Menurut (John Dewey, 1993; dan Kerlinger, 1986) dalam Sukardi, bahwa :

–          Permasalahan diartikan sebagai sesuatu yang menghalangi tercapainya tujuan.

–          Permasalahan adalah sesuatu yang dijadikan target yang telah ditetapkan oleh peneliti, tetapi karena sesuatu hal target tidak dapat tercapai.

–          Permasalahan adalah jarak antara sesuatu yang diharapkan dengan sesuatu kenyataan yang ada.[4]

    Menurut  Suharputra  Uhar:

masalah secara sederhana sering diartikan sebagai kesenjangan antara apa yang ada (Das sein) dengan apa yang seharusnya (Das sollen). Masalah sebagai situasi atau keadaan yang saat kita mengalami tidak memiliki cukup informasi untuk menjawab suatu pertanyaan  atau saat kita mengalami bahwa pengetahuan yang kita miliki kacau balau sehingga tidak mampu menjawab persoalan yang sedang kita hadapi.[5]

Dari beberapa definisi di atas, kami dapat menyimpulkan bahwa masalah adalah sesuatu yang menghalangi tercapainya tujuan yang harus diupayakan untuk menyelesaikannya melalui suatu proses yang dilakukan secara sistematis.

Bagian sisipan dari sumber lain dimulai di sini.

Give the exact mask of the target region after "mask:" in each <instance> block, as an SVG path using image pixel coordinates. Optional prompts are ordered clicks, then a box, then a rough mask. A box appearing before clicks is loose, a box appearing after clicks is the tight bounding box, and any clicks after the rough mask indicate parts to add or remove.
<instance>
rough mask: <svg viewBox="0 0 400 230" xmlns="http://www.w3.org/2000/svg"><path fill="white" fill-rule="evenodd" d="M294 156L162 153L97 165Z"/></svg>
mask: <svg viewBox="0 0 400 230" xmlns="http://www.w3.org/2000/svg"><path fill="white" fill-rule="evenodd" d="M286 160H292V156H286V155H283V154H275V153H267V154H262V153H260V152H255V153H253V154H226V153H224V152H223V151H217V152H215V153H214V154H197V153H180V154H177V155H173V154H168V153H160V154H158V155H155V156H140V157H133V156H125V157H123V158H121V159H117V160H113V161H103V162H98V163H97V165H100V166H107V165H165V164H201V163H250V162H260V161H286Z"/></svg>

Sebelum melakukan penelitian, peneliti harus memilih dan memilah problematika atau masalah yang ditemuinya, apakah masalah tersebut benar-benar permasalahan yang layak diteliti dan memenuhi kriteria penelitian ilmiah atau tidak.Misalnya memenuhi ciri-ciri dapat diukur dengan instrument penelitian, sering ditemui di lapangan dan mempunyai manfaat yang berguna bagi masyarakat dan bagi pengembangan ilmu pengetahuan.

Sudarman Danim, dalam Uhar Suharsaputra (2012 : 190), bahwa :

Titik tekan perumusan masalah adalah pada apa masalah penelitian itu, sedangkan pertanyaan penelitian lebih teknis sifatnya, yaitu mengacu pada tujuan, asumsi, hipotesis, dan bahkan instrument secara sangat spesifik, meskipun dalam praktiknya terkadang tidak dibedakan, karena keduanya mengacu pada tujuan penelitian yang sama. [6]

Menurut Sukardi, sebelum permasalahan dapat dirumuskan dengan baik, permasalahan penelitian dapat dinilai dengan beberapa pertanyaan atau  pernyataan seperti berikut :

  1. Problem penelitian sebaiknya dapat memberikan kontribusi terhadap  teoriyang ada dan bidang ilmu peneliti yaqng berkepentingan.
  2. Setelah dilakukan studi terhadap permasalahan penelitian yang ada, problematikan hendaknya memberikan motivasi timbulnya permasalahan baru untuk dilakukan studi dalam kegiatan penelitian berikutnya.